XSLTC Compiler Design

Compiler Overview
Building the Abstract Syntax Tree
Type-check and Cast Expressions
JVM byte-code generation


	Compiler overview

The main component of the XSLTC compiler is the class

org.apache.xalan.xsltc.compiler.XSLTC

This class uses three parsers to consume the input stylesheet(s):

javax.xml.parsers.SAXParser

is used to parse the stylesheet document and pass its contents to the compiler as basic SAX2 events.

com.sun.xslt.compiler.XPathParser

is a parser used to parse XPath expressions and patterns. This parser is generated using JavaCUP and JavaLEX from Princeton University.

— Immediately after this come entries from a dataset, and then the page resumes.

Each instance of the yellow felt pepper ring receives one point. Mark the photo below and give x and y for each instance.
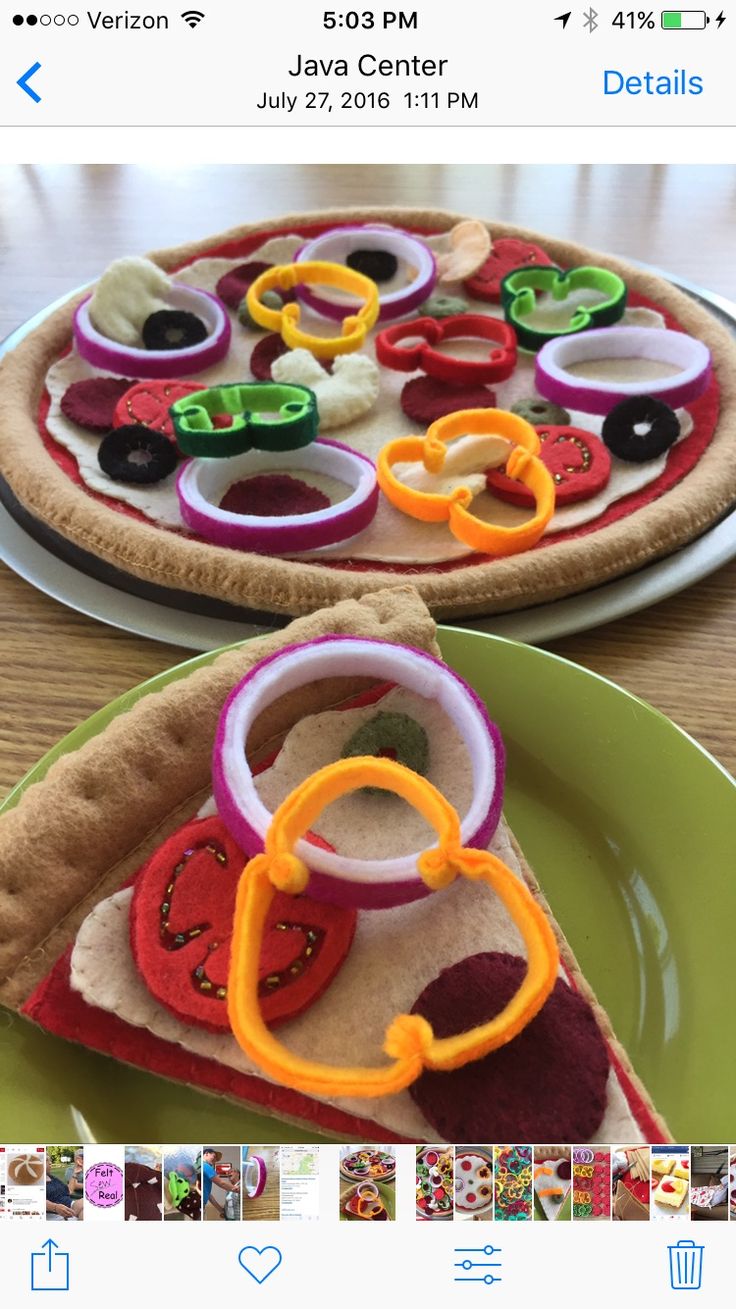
(290, 276)
(410, 1041)
(455, 508)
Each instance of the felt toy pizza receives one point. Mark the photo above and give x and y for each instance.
(296, 889)
(435, 1183)
(204, 427)
(591, 1182)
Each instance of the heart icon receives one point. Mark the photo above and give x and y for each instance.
(259, 1263)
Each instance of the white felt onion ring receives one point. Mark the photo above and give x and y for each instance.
(362, 882)
(202, 483)
(127, 360)
(555, 381)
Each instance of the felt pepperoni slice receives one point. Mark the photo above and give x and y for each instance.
(546, 1084)
(424, 399)
(181, 926)
(578, 461)
(233, 284)
(147, 405)
(92, 402)
(507, 254)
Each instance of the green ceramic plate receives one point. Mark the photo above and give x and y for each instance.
(631, 830)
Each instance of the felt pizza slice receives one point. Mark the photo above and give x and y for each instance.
(114, 936)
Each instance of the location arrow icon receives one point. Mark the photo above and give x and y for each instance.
(24, 83)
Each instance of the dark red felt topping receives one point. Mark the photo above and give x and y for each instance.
(507, 253)
(548, 1084)
(424, 399)
(233, 284)
(271, 495)
(91, 403)
(578, 461)
(265, 354)
(181, 927)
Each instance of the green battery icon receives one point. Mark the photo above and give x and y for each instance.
(684, 20)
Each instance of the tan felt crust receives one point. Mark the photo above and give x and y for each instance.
(284, 587)
(76, 835)
(81, 831)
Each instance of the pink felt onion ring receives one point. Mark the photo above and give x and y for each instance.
(555, 381)
(130, 361)
(342, 880)
(411, 253)
(254, 1176)
(202, 483)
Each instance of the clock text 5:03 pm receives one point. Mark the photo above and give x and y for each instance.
(362, 100)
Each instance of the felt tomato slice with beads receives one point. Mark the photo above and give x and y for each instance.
(507, 254)
(181, 927)
(578, 461)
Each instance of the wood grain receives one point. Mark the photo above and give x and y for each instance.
(62, 224)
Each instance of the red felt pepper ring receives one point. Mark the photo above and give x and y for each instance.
(423, 355)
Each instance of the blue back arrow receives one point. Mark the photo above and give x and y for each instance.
(24, 83)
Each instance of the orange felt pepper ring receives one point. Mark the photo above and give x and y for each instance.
(410, 1041)
(455, 508)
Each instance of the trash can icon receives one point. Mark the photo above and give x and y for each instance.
(685, 1266)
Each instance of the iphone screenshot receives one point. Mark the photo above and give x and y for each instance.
(367, 652)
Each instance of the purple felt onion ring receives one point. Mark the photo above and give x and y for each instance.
(130, 361)
(343, 880)
(254, 1176)
(337, 244)
(202, 483)
(555, 381)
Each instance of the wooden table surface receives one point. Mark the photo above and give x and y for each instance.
(62, 224)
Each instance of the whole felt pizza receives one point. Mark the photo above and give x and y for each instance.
(309, 409)
(287, 878)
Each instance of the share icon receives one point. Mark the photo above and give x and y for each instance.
(469, 1265)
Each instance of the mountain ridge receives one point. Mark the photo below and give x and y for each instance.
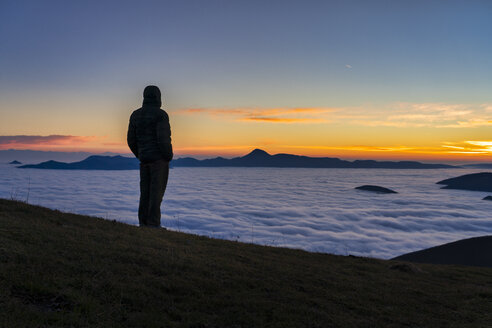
(256, 158)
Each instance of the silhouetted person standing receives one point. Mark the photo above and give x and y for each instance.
(149, 138)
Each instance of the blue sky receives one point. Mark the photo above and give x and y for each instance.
(237, 54)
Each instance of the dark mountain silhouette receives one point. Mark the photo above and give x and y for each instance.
(260, 158)
(377, 189)
(257, 158)
(476, 182)
(479, 166)
(91, 163)
(473, 251)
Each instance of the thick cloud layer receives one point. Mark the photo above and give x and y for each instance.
(312, 209)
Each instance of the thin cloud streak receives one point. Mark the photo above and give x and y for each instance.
(35, 141)
(411, 115)
(267, 115)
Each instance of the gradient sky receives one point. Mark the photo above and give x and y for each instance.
(352, 79)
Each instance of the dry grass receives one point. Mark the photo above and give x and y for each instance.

com.sun.xslt.compiler.Parser

is a wrapper for the other two parsers. This parser is responsible for using the other two parsers to build the compiler's abstract syntax tree (which is described in more detail in the next section of this document).


	Building an Abstract Syntax Tree

An abstract syntax tree (AST) is a data-structure commonly used by compilers to separate the parse-phase from the later phases of the compilation. The AST has one node for each parsed token from the stylesheet and can easily be parsed at the stages of type-checking and bytecode generation.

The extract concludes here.